South Africa’s Search for a National Playing Style

By | July 29th, 2010 | 5 Comments

Coach Styles teaching future Bafana and PSL stars in Pietermaritzburg (Photo by Gemma Mcdonald)

National football styles are intertwined with a country’s history and culture. Can Pitso Mosimane, Bafana Bafana’s new homegrown coach, develop a common ‘South African’ playing style? If the former SuperSport coach and Bafana assistant succeeds, he will have done better than his Brazilian, Romanian, English, Portuguese, and French predecessors.

‘South African football is a sort of United Nations,’ writes Izichwe Youth Football director Thabo Dladla in his ‘Talking Football’ column this week. ‘You have parts of the country like the Western Cape with their English influence, inland areas with diski [street style] influence, some German and Dutch influence in SAFA structures, [and more recently] Brazilian and Serbian influences.’

Clearly, Mosimane faces a daunting challenge in trying to craft a common style out of a melange of local and foreign influences. ‘South African football is more about ball retention and individual improvisation,’ Dladla notes.  ‘We grow up playing in small spaces, on hard, bumpy surfaces.  The small frame and short-to-medium height of the majority of our players make it logical to play mainly short passes on the ground.’

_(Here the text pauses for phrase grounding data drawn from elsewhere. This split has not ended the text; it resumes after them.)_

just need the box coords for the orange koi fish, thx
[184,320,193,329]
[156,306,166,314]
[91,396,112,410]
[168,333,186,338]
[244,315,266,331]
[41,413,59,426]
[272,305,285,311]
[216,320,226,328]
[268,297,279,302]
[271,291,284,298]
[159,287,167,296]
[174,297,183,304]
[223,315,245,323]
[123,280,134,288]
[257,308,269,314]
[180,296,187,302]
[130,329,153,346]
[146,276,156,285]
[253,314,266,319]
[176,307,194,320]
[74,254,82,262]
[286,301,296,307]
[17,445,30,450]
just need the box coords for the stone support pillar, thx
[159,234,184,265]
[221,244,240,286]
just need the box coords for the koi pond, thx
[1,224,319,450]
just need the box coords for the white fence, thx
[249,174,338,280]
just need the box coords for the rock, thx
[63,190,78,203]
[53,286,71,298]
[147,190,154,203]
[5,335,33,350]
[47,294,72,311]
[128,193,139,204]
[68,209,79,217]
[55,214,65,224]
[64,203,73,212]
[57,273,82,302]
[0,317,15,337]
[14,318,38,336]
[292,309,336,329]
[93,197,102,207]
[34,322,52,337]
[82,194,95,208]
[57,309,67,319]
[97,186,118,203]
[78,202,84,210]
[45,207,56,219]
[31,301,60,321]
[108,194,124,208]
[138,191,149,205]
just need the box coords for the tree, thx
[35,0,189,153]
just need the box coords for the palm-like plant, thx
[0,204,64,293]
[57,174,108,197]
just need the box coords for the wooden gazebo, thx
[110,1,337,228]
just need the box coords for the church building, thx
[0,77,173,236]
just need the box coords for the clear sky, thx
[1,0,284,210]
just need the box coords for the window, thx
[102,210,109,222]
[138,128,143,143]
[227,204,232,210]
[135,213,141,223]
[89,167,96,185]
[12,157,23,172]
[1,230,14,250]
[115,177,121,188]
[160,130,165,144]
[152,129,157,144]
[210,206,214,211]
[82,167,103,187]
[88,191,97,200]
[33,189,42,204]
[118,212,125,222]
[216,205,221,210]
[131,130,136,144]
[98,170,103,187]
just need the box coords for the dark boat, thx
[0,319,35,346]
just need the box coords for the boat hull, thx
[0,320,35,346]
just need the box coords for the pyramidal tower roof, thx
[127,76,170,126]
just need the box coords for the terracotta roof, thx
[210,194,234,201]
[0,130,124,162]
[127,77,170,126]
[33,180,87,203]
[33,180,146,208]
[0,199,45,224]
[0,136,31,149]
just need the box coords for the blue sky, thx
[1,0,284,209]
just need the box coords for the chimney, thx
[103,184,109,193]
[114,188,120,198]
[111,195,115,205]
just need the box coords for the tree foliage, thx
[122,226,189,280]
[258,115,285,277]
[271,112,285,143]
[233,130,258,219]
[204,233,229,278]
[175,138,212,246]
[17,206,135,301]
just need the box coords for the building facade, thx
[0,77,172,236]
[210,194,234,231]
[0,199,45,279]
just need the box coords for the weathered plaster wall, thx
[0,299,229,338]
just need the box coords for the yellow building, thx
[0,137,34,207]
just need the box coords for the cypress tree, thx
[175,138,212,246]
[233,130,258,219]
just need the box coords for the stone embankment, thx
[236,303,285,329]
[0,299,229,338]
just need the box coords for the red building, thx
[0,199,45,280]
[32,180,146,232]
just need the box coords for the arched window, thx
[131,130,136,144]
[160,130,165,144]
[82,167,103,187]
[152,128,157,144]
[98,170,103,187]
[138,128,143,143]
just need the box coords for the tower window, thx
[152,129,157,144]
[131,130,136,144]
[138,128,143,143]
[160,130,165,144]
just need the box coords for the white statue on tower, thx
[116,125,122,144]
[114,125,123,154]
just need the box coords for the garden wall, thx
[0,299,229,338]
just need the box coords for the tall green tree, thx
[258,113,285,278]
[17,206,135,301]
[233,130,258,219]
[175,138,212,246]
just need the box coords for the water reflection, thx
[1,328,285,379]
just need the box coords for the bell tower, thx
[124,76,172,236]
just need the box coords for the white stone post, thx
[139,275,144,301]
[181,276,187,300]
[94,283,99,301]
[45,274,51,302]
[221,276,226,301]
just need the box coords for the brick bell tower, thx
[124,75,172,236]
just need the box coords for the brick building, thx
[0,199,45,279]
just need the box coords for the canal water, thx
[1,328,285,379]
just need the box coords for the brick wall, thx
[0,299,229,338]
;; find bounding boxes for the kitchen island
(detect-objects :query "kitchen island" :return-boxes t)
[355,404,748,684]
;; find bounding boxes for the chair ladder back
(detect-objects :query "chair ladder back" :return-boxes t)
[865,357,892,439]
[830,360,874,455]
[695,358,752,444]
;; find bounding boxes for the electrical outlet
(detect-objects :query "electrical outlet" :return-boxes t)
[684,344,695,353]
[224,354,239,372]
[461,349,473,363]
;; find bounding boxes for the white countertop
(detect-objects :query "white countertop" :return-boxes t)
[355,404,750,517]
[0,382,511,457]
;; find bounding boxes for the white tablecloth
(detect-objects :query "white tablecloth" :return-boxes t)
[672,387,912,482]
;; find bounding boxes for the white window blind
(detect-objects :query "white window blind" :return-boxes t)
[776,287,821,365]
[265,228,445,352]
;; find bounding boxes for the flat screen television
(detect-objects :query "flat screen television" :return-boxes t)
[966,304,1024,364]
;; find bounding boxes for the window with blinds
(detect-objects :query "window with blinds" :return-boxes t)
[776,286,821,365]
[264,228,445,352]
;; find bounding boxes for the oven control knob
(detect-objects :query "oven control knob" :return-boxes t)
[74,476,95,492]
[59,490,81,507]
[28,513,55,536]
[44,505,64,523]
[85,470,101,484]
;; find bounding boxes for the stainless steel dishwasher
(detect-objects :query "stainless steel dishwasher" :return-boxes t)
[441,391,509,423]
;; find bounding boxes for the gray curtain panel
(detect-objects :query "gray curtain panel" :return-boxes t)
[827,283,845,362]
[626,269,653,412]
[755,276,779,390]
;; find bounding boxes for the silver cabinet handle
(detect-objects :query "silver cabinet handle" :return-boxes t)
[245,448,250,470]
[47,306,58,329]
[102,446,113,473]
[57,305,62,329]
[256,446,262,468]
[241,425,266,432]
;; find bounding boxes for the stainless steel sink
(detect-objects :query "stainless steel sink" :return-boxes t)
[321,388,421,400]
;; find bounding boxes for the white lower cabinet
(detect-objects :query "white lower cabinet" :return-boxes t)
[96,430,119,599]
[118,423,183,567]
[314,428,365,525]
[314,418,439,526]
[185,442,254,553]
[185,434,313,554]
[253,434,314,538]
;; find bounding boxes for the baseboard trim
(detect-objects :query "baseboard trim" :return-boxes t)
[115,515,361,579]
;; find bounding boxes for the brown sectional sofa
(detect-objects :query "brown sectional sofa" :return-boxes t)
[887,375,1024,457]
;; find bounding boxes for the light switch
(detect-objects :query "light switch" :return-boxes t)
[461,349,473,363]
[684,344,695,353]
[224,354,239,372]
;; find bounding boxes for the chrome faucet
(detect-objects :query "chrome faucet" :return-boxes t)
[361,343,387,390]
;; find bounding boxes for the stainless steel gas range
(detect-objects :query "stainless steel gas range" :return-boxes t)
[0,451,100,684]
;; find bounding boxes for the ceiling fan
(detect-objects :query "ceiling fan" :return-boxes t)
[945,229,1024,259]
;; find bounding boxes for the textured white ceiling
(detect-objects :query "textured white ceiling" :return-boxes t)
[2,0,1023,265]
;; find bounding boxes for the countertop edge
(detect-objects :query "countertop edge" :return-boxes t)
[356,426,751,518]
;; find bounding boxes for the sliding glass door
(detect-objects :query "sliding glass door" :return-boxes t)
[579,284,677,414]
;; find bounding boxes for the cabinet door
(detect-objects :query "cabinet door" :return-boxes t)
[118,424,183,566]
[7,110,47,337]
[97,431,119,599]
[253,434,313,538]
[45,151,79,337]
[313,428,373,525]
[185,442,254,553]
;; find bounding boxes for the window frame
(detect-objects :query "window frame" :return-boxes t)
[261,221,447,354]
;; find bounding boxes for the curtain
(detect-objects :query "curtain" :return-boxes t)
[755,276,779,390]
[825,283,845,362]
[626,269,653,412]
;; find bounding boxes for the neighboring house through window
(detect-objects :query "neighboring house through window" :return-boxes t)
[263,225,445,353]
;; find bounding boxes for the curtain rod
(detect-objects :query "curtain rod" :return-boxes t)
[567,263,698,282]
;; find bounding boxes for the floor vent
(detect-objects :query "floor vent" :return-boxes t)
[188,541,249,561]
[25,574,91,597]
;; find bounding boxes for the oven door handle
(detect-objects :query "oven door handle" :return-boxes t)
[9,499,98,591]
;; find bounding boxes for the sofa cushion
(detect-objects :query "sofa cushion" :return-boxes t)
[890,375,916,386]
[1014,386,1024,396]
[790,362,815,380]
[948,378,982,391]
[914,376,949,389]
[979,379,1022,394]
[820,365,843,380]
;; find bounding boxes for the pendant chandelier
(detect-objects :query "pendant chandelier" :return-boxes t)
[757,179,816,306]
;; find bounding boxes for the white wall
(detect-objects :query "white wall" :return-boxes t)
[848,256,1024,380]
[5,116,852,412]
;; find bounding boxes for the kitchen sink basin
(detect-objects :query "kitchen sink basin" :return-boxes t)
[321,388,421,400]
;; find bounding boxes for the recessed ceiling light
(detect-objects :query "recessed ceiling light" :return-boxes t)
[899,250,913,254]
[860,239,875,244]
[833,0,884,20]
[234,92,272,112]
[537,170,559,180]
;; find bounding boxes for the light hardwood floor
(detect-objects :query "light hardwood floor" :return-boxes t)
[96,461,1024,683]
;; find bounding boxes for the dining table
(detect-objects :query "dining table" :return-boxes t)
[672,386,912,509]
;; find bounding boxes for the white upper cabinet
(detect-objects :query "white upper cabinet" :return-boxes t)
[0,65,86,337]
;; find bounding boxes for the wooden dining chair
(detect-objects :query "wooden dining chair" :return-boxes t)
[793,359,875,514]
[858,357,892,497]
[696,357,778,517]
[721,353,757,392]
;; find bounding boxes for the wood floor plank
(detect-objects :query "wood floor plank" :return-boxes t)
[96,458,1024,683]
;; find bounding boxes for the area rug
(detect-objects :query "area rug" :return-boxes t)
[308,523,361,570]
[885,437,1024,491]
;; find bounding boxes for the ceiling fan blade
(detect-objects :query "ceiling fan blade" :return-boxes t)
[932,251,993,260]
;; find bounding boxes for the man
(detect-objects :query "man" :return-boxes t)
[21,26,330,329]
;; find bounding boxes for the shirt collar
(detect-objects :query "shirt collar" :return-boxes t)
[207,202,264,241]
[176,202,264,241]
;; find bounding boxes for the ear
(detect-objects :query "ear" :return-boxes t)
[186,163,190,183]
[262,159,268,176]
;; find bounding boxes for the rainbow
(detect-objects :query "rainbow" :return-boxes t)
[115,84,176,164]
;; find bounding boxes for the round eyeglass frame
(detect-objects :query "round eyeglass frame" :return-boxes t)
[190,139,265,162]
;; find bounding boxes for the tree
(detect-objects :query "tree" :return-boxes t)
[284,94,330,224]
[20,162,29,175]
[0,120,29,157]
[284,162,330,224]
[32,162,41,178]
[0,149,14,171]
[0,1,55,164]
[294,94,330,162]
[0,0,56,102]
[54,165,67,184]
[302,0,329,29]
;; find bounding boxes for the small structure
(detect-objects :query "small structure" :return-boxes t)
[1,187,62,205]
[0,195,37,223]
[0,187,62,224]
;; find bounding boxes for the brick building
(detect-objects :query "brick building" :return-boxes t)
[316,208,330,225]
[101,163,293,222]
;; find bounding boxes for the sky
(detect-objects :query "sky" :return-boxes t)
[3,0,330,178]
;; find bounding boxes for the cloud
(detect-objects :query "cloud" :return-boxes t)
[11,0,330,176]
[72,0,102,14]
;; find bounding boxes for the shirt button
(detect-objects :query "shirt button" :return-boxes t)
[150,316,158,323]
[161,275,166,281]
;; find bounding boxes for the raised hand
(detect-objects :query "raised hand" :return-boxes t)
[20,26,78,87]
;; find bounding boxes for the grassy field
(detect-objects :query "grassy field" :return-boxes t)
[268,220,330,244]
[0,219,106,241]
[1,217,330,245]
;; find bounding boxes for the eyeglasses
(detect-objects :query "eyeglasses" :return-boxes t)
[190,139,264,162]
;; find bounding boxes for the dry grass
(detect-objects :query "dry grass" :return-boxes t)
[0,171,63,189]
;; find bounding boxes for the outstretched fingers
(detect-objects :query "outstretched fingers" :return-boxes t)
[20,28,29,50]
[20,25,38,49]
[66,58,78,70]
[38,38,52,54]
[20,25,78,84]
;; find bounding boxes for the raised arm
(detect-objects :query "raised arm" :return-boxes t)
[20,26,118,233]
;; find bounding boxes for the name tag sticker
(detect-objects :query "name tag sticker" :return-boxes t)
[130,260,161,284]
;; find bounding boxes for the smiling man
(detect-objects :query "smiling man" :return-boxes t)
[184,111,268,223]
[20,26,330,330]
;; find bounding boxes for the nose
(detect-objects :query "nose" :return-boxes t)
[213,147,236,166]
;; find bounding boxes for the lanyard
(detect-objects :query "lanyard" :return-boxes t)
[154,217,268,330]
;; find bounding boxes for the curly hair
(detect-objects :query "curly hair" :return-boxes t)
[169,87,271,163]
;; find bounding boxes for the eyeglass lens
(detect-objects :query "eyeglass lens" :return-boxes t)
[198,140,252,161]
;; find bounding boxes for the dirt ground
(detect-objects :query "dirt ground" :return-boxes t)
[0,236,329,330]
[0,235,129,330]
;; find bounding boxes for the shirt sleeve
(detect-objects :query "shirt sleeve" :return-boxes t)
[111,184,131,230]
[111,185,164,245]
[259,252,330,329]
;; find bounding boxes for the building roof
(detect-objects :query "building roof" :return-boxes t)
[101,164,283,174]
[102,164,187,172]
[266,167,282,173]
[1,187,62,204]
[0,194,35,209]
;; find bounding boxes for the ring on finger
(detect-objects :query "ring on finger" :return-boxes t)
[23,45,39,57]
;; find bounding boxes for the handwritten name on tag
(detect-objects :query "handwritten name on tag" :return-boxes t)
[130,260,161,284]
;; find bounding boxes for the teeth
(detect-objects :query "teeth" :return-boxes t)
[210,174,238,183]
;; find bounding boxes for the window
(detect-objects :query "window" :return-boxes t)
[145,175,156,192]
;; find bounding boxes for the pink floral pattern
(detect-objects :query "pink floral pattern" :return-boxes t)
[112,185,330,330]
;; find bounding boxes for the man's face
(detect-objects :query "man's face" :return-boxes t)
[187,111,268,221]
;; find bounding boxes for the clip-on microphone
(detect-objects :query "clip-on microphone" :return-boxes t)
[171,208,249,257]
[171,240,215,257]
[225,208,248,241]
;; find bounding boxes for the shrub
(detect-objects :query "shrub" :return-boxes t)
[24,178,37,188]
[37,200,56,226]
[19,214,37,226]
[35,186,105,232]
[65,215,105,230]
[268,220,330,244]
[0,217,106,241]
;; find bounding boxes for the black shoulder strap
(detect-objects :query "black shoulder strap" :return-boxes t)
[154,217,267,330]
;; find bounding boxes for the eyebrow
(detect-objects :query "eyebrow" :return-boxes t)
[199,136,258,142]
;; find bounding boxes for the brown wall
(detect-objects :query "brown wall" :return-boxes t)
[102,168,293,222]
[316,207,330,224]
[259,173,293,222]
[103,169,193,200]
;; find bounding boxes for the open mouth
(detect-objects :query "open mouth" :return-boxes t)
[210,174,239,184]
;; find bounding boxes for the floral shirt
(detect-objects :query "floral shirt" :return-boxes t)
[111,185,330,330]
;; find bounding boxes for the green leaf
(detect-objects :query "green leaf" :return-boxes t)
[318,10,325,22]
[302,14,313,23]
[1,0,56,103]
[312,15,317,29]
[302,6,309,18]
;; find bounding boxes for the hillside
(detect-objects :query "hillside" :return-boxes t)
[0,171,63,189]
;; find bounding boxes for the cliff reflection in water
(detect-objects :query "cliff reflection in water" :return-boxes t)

World champions Spain point the way forward for South Africa. It’s not a question of conveniently jumping on the winners’ bandwagon. Rather, Dladla notes that ‘Spanish football is based on technique, ball possession and nimble short-passing combination.’ That Spain’s 11 starters in the World Cup all play in La Liga further inspires many South Africans eager to raise the quality of the domestic Premier Soccer League.

Will South Africa’s performances improve under Mosimane? Will a new national style of play reflect the sharper sense of South Africanness left by the 2010 World Cup?  Perhaps, but until that time local fans will keep on blowing vuvuzelas in the stadiums: ‘They are bored,’ says Dladla, ‘There is nothing to entertain them between the lines.’